Global Server Load Balancing

Global Server Load Balancing (GLSB) does for data centers what load balancing does for servers. It directs users to the best possible resource (best data center for a resource). Best here can mean, the closest, the healthiest, or the least loaded.

GSLB uses a proprietary protocol called Metric Exchange Protocol (MEP) to obtain the metrics needed for this decision. The result of GSLB processing is an Address (A) record in response to a DNS request that the client will then use to obtain the resource.

In this section, we'll look at what a typical first time flow looks like, what some of the considerations are for GSLB to work correctly, and then move on to troubleshooting.

GSLB flow

It is important to understand the several layers involved in a GSLB conversation to be able to troubleshoot it. Let's take a look at an example of a User wanting to launch the home page of web.xmx.lab, which belongs to the xmx.lab domain:

  1. User accesses web.xmx.lab for the first time.
  2. The DNS request for web.xmx.lab lands on the local DNS (LDNS) that the User's computer uses for DNS resolution.
  3. LDNS doesn't know the answer to this request, so it looks up the addresses of the root servers it knows and contacts them for further direction.
  4. The root will not know the address either, but let's say it knows the TLD server that is aware of all .lab domains. In this case, it will return this TLD server's address to the LDNS.
  5. LDNS contacts the TLD, who in return provides the IP address of the DNS server authoritative for xmx.lab.
  6. LDNS then contacts the authoritative name server for xmx.lab and this is the point at which GSLB comes into the picture. The authoritative name server, instead of directly providing an IP that represents web.xmx.lab, provides the IP addresses of the ADNS service of one of the several NetScalers participating in GSLB.
  7. At this point, NetScaler, given its visibility into the various site metrics, decides what site IP is best to return and via the ADNS service, provides it to the client.
  8. The client finally sends the actual request (HTTP, HTTPs, and so on) to this IP, considering it as the IP of web.xmx.lab.

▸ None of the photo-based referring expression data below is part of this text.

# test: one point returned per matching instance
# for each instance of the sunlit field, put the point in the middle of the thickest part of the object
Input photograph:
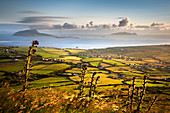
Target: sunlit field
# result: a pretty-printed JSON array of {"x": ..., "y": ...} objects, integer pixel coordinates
[{"x": 59, "y": 71}]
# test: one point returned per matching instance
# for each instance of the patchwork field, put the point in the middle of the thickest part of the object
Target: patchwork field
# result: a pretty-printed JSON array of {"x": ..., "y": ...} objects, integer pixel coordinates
[{"x": 60, "y": 69}]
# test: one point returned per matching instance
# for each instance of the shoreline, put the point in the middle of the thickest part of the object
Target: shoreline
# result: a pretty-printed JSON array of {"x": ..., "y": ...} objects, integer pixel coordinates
[{"x": 133, "y": 46}]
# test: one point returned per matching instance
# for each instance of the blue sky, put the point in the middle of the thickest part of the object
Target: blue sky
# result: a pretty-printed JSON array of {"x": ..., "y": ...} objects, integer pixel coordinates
[{"x": 81, "y": 12}]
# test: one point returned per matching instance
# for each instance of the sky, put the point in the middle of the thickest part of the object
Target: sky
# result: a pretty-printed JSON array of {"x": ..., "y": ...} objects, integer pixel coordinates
[{"x": 153, "y": 15}]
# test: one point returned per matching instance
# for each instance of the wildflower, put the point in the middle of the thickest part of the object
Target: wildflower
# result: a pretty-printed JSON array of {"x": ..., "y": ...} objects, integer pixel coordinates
[
  {"x": 35, "y": 42},
  {"x": 33, "y": 51},
  {"x": 84, "y": 67}
]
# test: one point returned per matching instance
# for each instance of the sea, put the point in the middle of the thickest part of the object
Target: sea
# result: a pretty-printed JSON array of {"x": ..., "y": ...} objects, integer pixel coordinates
[{"x": 86, "y": 41}]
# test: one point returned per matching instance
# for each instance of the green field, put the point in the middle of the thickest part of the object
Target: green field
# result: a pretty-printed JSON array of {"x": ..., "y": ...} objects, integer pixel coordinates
[{"x": 59, "y": 76}]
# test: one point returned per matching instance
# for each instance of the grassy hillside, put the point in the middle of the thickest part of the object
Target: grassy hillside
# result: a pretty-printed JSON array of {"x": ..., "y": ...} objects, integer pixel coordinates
[{"x": 60, "y": 70}]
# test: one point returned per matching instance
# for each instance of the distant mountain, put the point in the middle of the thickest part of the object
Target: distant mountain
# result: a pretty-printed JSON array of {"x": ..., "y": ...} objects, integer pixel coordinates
[
  {"x": 32, "y": 33},
  {"x": 124, "y": 33}
]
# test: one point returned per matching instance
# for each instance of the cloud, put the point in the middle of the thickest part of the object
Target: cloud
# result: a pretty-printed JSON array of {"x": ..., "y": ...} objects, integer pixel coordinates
[
  {"x": 42, "y": 19},
  {"x": 139, "y": 26},
  {"x": 31, "y": 12},
  {"x": 57, "y": 26},
  {"x": 156, "y": 24},
  {"x": 114, "y": 25},
  {"x": 69, "y": 26},
  {"x": 40, "y": 27},
  {"x": 123, "y": 22},
  {"x": 91, "y": 23}
]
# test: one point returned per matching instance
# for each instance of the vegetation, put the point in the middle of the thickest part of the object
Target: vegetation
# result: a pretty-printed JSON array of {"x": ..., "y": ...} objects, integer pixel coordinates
[{"x": 74, "y": 80}]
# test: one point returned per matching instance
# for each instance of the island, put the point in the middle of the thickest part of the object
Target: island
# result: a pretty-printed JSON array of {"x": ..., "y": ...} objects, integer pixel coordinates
[
  {"x": 32, "y": 33},
  {"x": 124, "y": 33}
]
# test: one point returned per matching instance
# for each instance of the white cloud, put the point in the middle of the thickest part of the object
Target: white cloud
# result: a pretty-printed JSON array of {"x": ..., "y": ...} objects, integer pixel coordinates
[{"x": 124, "y": 22}]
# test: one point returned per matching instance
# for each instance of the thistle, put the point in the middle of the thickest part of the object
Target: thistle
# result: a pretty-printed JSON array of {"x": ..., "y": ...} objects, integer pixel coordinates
[
  {"x": 91, "y": 84},
  {"x": 84, "y": 67},
  {"x": 26, "y": 69},
  {"x": 142, "y": 93},
  {"x": 131, "y": 97},
  {"x": 95, "y": 86}
]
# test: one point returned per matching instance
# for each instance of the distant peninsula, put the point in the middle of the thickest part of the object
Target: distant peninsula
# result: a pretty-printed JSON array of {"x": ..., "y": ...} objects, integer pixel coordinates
[
  {"x": 33, "y": 33},
  {"x": 124, "y": 33}
]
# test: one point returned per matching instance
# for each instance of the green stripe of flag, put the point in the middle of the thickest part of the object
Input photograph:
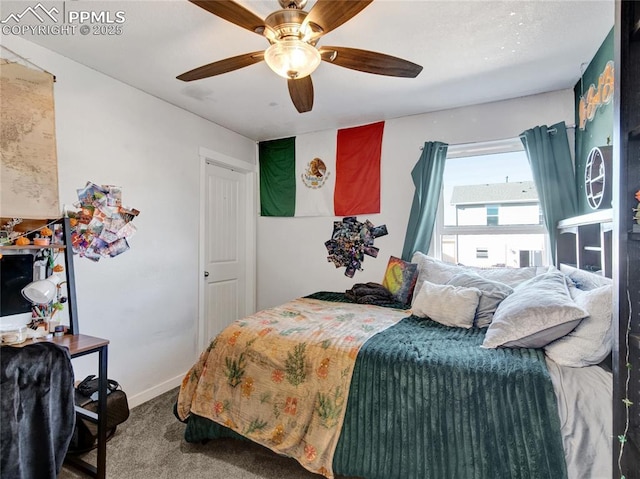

    Step 6 in the preceding flow can also use CNAMEs instead of the ADNS service IP. In this case, the Authoritative DNS will send CNAME records for one of the ADNS services and their corresponding IPs (glue records). The rest of the process is the same.

Metric Exchange Protocol

Understanding the exchange that happens between two (or many) NetScalers participating in GSLB is key for troubleshooting. Exchanging MEP packets is how NetScalers participating in GSLB communicate to each other about key statistics for each of the GLSB services, which in turn are the configured LB vServers and services that they represent. These statistics include:

  • The state of the GSLB service
  • Open connections
  • Surge queue values
  • The amount of requests being handled
  • LDNS RTT information
  • Persistency information

This will then allow the NetScaler receiving the DNS request to decide which target DNS IP to return.

MEP versus monitors

There are two means by which the local GSLB NetScaler monitors the status of remote sites. MEP is the best way to monitor remote sites, as it includes all this useful information allowing for intelligent GSLB decisions, but it isn't the only way. You can also bind monitors for this purpose. The best practice is to use the Use Monitors when MEP is down option. This way, you indicate a preference for MEP but will fall back to monitors should there be a problem with the MEP exchange.

RPC considerations

RPC settings give you control over MEP exchange. When you add a GSLB site, it will automatically result in an RPC node entry to give you control over how that site communicates.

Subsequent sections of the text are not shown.